Le Salon d’Automne 1929 - Norbert Goeneutte.
Les Rétrospectives.
C’est d’une jolie période de l’histoire de la peinture française que date Norbert Goeneutte, dont le Salon d’Automne nous rappelle la carrière de graveur à l’eau-forte. Il était aussi un peintre d’un talent alerte et souple. Sa vie fut brève et son œuvre restreinte est dispersée, sans qu’on sache au juste où. Il est probable que la rétrospective du Salon d’Automne servira de cloche d’appel et que les Goeneutte sortiront des fonds de collection. Espérons qu’il n’en sortira pas trop mais l’authentification ne sera peut-être pas trop difficile. Certes, c’était une jolie époque de la peinture que le temps où vivait Goeneutte. Il y avait une atmosphère de printemps sacré.
Les jeunes peintres s’en allaient vers la clarté et tout près d’eux inventaient la rue, la Seine et la tonnelle du dimanche ; et la midinette remplaçait la madone, et le tableau de genre devenait le tableau normal, habituel, le seul correspondant à la vérité picturale. Plus de vaines recherches, plus d’erreurs historiques. Voir la vérité, sans plus, et la rendre d’un métier devenu plus difficile, car il fallait être exigeant avec soi-même et les connaisseurs, à qui on révélait le mouvement moderne et la vie de la lumière, devenaient plus clairvoyants.
A la suite des grands peintres de l’aube impressionniste, les Manet, les Monet, les Renoir, les Pissarro, les Degas, les Raffaelli, toute une jeunesse s’éveillait.
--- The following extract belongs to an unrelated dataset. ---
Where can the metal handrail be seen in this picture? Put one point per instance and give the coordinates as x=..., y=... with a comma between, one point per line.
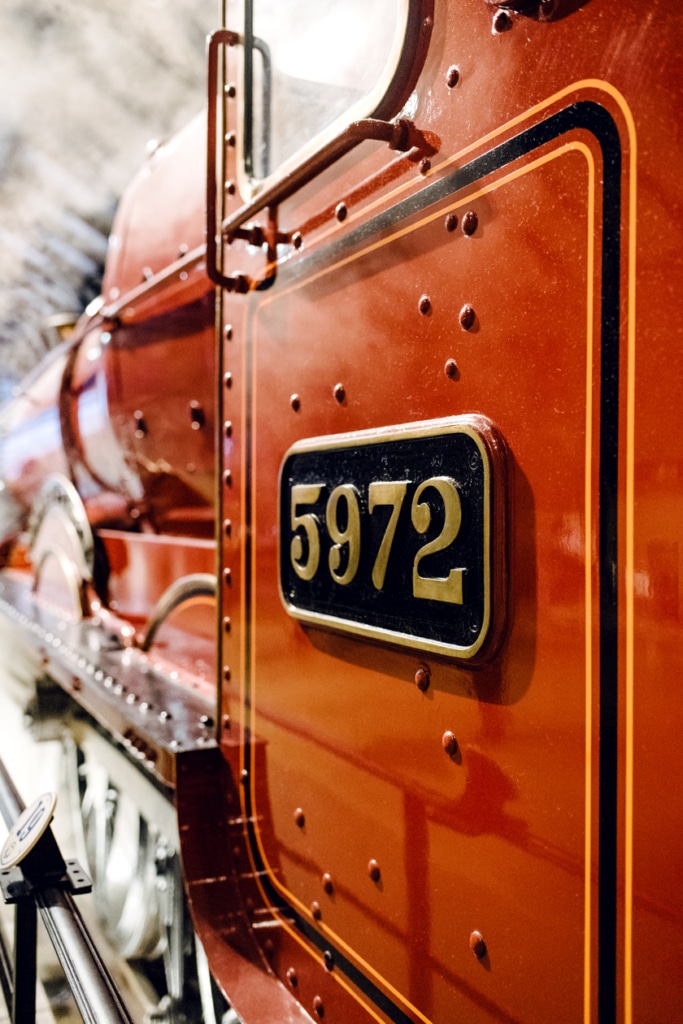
x=94, y=990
Ceux qui se refusaient à admettre ce que ce programme esthétique contenait du naturalisme, comme Albert Besnard, n’en recherchaient pas moins les colorations nouvelles. Bastien Lepage offrait une transaction entre la composition et l’impressionnisme. Des jeunes prix de Borne, tel Duez, s’y ralliaient. Certains allaient plus franchement. Goeneutte restait classique, mais avec une attention particulière au rythme libre de la démarche, à une certaine volupté du costume et de l’allure, très soigneux de métier, en même temps très Parisien. Il semble bien que le peintre qui ait eu de l’influence sur lui, c’est Renoir, encore qu’il ait regardé Stevens et de Nittis. Il hantait le Montmartre d’avant le Chat-Noir, d’avant les caravanes de bourgeois pour aller voir des artistes, un Montmartre simple où vivaient les uns près des autres écrivains et peintres, et le quartier était plein de jolies filles, d’abondante marmaille. La rue et le square faisaient tableau à tout coup et qui se composait bien. Goeneutte y trouva l’occasion de nombreux portraits aussi il peignit l’anecdote, comme alors Jean Béraud, mais plus qu’anecdotique pittoresque, il est un peintre de la femme dont on sent qu’il aime tout, visage, mouvement, toilette. Cette série d’eaux-fortes en est une preuve. Elle certifie aussi un art très aimable, et le goût de l’artiste pour l’atour féminin en fait une série d’évocations de la mode de 1870 à 1880, très aimable, qui rappelle et des formes et des coquetteries agréables et des hardiesses, tel ce chapeau cloche de la chanteuse à la guitare, ce chapeau cloche que ces temps-ci ont imité, mais en l’enfonçant éperdument sur les oreilles, tandis qu’alors il lançait vers les cieux, de toute sa hauteur, un petit bouquet.
Extrait de : MERCVRE DE France – N°755 du 1 Décembre 1929.